Es sind vor allem die Unternehmer, die in den vergangenen Jahren immer lauter Alarm schlagen. Von den 100 marodesten Autobahnbrücken Deutschlands mit mindestens 50 Metern Länge stünden allein 20 in NRW - so viele wie in keinem anderen Bundesland. Zu diesem Ergebnis kam im Herbst 2024 die Bundesgütegemeinschaft für die Instandsetzung von Betonbauwerken - kurz BGIB. Grundlage für diese Bewertung ist die Brückenstatistik der Bundesanstalt für Straßenwesen - kurz BaSt. Die vergibt für jede Einzelne Autobahnbrücke in Deutschland Noten. Dabei werden Schäden und Abnutzungserscheinungen, die Leistungsfähigkeit, das Alter und das verwendete Material berücksichtigt.

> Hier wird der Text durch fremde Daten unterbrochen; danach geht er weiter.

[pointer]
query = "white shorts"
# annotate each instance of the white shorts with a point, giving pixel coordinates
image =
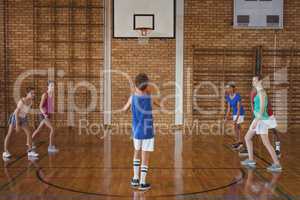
(262, 126)
(144, 145)
(240, 119)
(272, 122)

Marodeste Autobahnbrücke Deutschlands steht in NRW
Laut dieser Analyse steht auch die baufälligste Brücke ganz Deutschlands bei uns in NRW. Sie ist Teil des Autobahnkreuzes Meckenheim und steht an der Grenze zu Rheinland-Pfalz. Jüngste Zählungen ergaben, dass sie täglich von mehr als 70.000 Autos befahren wird.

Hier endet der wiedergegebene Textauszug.